A spokesman for Senate Majority Leader Harry Reid said the Nevada Democrat strongly supports the lands package, but his first priorities in a lame-duck session next week are a planned rescue for the auto industry and extension of unemployment insurance benefits.
Sen. Tom Coburn, R-Okla., has threatened to filibuster the lands bill over what he calls its excessive spending — nearly $4 billion over five years — and the removal of millions of acres of federal property from oil and gas development.
"The outlook for this legislation does not look real good," said Bill Wicker, a spokesman for Sen. Jeff Bingaman, D-N.M., chairman of the Senate Energy and Natural Resources Committee. "The two big problems right now are the clock and the economy."
Coburn's threat meant the Senate could have spent up to three days debating the lands package — time that Reid and other Senate leaders say should be devoted to the auto bailout and other legislation responding to the country's economic crisis.
However, 20 Senators from both sides of the aisle, including Oregon Sens. Ron Wyden, a Democrat, and Republican Gordon Smith, signed a letter sent to Reid on Friday, urging him to pass the measure.
The bill includes creation of the roughly 23,000-acre Soda Mountain Wilderness in the Cascade-Siskiyou National Monument in the mountains east of Ashland and the 13,700-acre Copper Salmon Wilderness in the Elk River drainage near Port Orford.
The Soda Mountain Wilderness would be on the U.S. Bureau of Land Management's Medford District. The proposed Copper Salmon Wilderness area is on the western edge of the Rogue River-Siskiyou National Forest.
The bill would also expand wilderness areas around Oregon's Mount Hood and created a vast new wilderness in Idaho's Owyhee canyons as well as carve out areas in California, Colorado and New Mexico.
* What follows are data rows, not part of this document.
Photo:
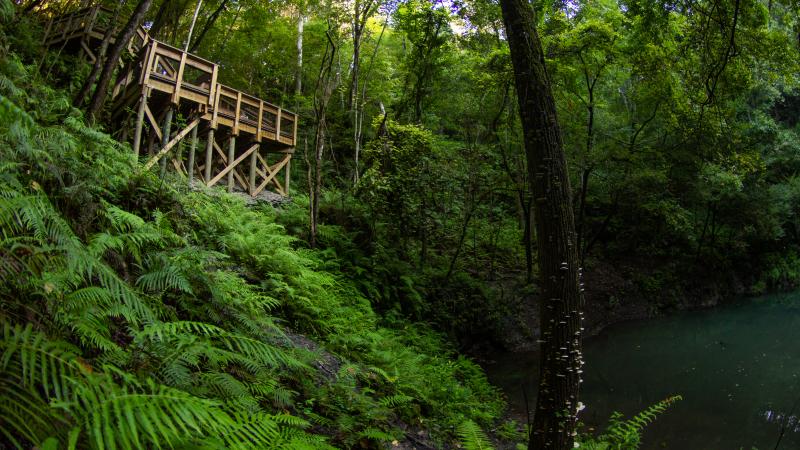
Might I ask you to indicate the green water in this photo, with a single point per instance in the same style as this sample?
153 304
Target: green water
736 367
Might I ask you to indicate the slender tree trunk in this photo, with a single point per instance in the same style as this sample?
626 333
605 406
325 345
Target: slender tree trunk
208 26
358 126
298 73
101 91
561 301
98 63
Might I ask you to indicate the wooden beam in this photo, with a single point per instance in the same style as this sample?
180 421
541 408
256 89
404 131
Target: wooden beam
153 122
171 144
232 165
179 79
251 184
137 134
192 147
224 159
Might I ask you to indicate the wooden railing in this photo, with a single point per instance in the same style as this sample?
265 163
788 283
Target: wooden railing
245 113
180 74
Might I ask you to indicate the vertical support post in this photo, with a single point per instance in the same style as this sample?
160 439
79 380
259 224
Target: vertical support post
192 147
252 179
165 137
137 134
231 157
287 174
209 153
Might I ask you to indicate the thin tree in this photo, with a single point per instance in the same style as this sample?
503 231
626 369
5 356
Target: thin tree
561 303
322 94
98 62
208 25
122 39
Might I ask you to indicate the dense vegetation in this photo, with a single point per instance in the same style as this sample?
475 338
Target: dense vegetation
139 312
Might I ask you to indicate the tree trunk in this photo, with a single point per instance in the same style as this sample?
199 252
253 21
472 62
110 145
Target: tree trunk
561 301
98 63
208 26
100 92
298 74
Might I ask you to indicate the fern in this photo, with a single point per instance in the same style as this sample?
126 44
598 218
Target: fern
111 408
626 434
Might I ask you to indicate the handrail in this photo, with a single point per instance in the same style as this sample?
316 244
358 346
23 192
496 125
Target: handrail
165 68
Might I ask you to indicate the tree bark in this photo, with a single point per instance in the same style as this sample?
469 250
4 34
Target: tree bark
561 301
101 91
322 95
98 63
298 74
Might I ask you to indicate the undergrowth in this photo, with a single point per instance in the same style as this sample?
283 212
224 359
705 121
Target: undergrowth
138 314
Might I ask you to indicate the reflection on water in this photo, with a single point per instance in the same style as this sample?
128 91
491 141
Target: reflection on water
736 367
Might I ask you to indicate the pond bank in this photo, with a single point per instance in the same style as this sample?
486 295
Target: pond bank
737 367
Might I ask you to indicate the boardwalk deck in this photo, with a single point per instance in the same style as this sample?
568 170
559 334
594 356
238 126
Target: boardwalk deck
170 97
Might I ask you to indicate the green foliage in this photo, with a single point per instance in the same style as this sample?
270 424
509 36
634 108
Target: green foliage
137 314
624 434
472 437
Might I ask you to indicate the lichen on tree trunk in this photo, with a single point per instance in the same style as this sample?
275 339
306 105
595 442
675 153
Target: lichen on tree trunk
561 304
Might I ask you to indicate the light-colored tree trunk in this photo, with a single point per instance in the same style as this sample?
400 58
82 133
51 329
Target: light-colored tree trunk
561 302
298 74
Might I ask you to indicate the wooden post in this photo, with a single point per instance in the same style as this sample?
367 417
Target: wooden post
137 134
192 146
231 155
294 131
278 125
252 179
209 153
165 137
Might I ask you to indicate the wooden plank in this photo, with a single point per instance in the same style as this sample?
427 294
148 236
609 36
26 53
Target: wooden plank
179 79
171 144
224 159
153 122
151 55
213 90
137 134
238 113
278 123
294 133
268 171
232 165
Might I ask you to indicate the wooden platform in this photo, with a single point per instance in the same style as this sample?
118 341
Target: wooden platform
167 98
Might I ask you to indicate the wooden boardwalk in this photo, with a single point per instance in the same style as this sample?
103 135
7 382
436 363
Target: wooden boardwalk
166 101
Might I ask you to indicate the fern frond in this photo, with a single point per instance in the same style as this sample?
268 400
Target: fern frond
472 436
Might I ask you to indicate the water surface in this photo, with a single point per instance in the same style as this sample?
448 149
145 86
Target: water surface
736 367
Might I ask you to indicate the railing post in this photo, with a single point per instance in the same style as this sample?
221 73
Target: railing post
260 119
137 134
165 137
294 133
278 126
287 174
179 79
252 179
209 154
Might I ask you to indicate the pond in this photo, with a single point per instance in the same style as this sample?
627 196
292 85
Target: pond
736 367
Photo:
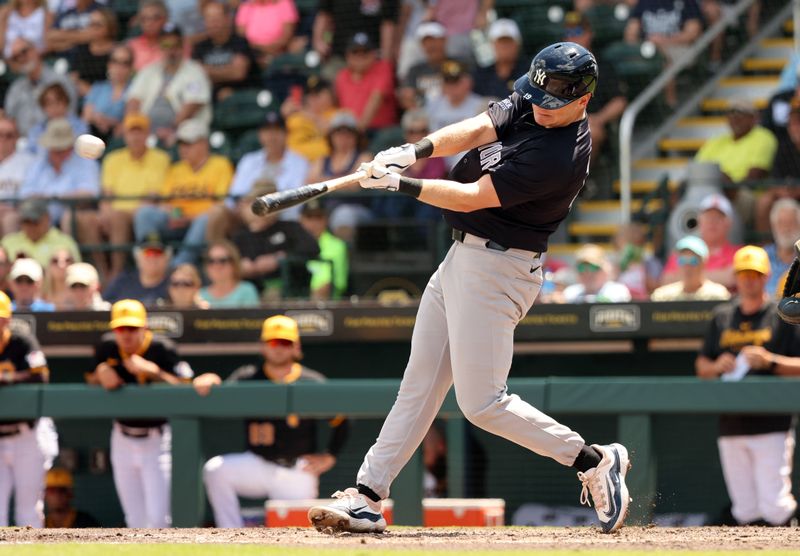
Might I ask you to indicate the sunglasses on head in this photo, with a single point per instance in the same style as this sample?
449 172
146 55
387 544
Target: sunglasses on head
280 342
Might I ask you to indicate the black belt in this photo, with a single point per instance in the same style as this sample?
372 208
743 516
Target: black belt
459 235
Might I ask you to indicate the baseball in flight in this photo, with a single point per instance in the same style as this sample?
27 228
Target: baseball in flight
89 146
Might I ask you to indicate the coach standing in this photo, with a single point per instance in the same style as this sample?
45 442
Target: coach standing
528 159
755 451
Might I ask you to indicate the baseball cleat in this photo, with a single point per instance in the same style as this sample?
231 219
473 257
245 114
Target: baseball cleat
606 484
351 511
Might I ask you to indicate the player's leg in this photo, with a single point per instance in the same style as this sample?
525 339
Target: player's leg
772 471
28 470
230 475
737 461
126 470
486 294
426 380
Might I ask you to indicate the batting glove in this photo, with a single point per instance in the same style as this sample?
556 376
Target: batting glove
396 159
379 177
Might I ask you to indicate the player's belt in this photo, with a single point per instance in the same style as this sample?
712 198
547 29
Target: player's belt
469 239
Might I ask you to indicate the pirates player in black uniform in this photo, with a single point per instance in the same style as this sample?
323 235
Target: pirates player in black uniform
282 460
528 159
140 448
22 457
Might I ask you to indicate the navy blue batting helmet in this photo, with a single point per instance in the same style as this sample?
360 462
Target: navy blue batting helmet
560 74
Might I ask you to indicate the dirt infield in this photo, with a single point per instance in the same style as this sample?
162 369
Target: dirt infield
722 539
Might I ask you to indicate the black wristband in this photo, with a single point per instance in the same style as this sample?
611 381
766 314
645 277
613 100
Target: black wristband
423 148
410 186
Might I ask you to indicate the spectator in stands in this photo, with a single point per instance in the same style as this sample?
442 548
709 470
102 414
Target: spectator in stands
329 273
266 243
746 337
457 102
89 61
54 286
282 460
152 17
184 288
460 17
609 99
497 79
423 82
148 281
202 179
268 26
223 265
14 165
784 220
37 238
54 101
415 126
104 105
134 171
58 510
83 289
71 28
26 286
22 99
172 90
274 162
746 153
713 225
337 20
594 279
26 19
693 285
225 56
671 25
365 86
307 121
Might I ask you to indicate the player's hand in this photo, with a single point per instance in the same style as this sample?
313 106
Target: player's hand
203 383
757 357
396 159
724 363
378 177
317 464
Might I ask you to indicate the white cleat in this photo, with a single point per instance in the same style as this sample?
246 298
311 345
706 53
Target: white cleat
606 484
351 512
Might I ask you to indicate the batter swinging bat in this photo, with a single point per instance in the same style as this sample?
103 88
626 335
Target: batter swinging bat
280 200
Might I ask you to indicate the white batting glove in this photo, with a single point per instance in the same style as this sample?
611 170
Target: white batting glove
379 177
396 159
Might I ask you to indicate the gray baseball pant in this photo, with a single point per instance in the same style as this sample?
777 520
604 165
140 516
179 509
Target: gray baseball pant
464 336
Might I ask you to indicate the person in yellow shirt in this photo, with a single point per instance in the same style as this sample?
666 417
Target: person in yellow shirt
134 171
193 185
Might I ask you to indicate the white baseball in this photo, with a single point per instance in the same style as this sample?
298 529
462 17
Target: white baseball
89 146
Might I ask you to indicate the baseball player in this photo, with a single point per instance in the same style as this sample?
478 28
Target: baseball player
140 448
528 159
282 460
746 336
23 459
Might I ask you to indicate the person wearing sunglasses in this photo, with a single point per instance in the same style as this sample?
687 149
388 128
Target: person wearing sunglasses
693 285
24 457
130 355
282 459
527 160
25 282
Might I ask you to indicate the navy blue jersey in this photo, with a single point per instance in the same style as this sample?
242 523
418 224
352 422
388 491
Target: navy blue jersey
537 173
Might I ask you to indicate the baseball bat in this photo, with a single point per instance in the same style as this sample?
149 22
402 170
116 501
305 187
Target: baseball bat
280 200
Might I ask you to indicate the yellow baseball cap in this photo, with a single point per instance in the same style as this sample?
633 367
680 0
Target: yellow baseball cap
280 327
5 306
128 312
58 478
751 257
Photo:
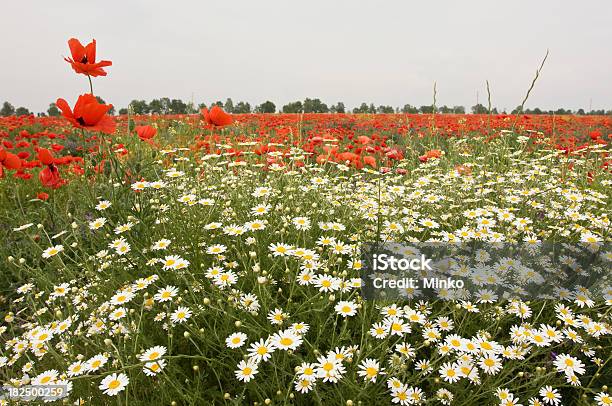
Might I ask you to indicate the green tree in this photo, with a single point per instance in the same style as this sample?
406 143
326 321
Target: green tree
229 105
426 109
409 109
242 108
156 107
140 107
22 111
385 110
293 107
53 111
363 109
266 107
7 109
479 109
315 106
177 106
338 108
The Mount Hood bill, which includes the Copper Salmon and the Soda Mountain proposals, was co-sponsored by Wyden and Smith.
Wyden's chief of staff, Josh Kardon, said Friday that Wyden was among many senators in both parties frustrated by Coburn's refusal to allow the lands package to move though the Senate.
"These are bills that moved unanimously through committee with Republican and Democratic support," Kardon said, adding that Wyden was particularly disappointed "that Senator Smith won't be allowed the honor he deserves in enacting a Wyden-Smith Mount Hood wilderness legislation."
Smith was defeated in his bid for re-election earlier this month.